The insured include:
Harriett Edelman, a consumer goods and financial services executive who was appointed as independent chair of BBB’s board of directors in June 2020.
Sue Gove, a retail consultant who joined the BBB board in 2019. Gove was elevated to CEO in October 2020 a few months after former CEO Mark Tritton was pushed out.
Andrea Weiss, a long-time retail executive joined board, as chair of the Business Transformation and Strategy Review Committee in May 2019 after then-CEO Steve Temares exited Bed Bath & Beyond under pressure from an activist investor group.
Joshua Schechter, a business executive who joined the BBB board in May 2019 and who was appointed Chair of the Audit Committee in June 2020.
The Estate of Gustavo Arnal.
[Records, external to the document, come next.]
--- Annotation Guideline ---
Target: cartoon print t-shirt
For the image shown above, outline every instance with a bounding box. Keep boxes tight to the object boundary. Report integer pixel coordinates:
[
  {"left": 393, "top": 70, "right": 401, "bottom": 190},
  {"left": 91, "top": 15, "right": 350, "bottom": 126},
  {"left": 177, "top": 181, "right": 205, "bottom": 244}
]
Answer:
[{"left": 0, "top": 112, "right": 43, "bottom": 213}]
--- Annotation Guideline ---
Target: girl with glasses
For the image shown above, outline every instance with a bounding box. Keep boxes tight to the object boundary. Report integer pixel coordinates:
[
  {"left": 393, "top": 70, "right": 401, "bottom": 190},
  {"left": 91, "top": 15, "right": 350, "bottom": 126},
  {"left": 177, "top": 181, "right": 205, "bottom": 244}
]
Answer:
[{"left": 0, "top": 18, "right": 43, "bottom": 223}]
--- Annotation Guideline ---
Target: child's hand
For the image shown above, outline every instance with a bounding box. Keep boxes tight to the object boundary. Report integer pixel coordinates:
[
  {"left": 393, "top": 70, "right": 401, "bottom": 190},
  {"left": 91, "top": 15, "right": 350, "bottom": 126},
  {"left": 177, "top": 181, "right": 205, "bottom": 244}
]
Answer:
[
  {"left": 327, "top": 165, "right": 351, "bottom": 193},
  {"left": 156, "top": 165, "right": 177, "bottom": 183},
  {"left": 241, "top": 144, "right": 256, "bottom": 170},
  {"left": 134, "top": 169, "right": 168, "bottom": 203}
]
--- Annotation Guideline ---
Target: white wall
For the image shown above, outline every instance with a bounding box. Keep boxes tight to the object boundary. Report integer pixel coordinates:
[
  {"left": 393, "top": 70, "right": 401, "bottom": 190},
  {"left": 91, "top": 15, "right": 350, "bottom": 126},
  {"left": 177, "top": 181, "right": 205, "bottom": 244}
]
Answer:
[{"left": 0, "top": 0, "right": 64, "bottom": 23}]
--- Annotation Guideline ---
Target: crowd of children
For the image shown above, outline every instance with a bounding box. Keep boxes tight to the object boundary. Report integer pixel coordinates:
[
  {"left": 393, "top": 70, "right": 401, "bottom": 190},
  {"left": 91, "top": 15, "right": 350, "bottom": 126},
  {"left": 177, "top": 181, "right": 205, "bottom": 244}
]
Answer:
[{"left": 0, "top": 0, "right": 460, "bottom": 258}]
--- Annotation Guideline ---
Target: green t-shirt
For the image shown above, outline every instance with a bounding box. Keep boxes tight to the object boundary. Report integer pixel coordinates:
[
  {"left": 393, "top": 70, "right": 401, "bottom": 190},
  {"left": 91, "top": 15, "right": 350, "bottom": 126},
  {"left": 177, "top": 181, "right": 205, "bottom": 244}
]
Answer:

Arnal was CFO at Bed Bath & Beyond and died in September 2022 after falling from his 18th story apartment in New York. Arnal’s death was ruled a suicide.
“Zurich agreed to advance the defense costs under the D&O policy, subject to its reservation of rights and upon entry of an order of the bankruptcy court permitting such advancements,” Insurance Journal reported.
Bed Bath & Beyond filed for Chapter 11 bankruptcy protection in April 2023. Three months later, its intellectual property was acquired by Overstock.com Inc. The e-commerce company relaunched the “new” Bed Bath & Beyond as an online-only business on Aug. 1, 2023 and subsequently changed its corporate identity to Beyond Inc.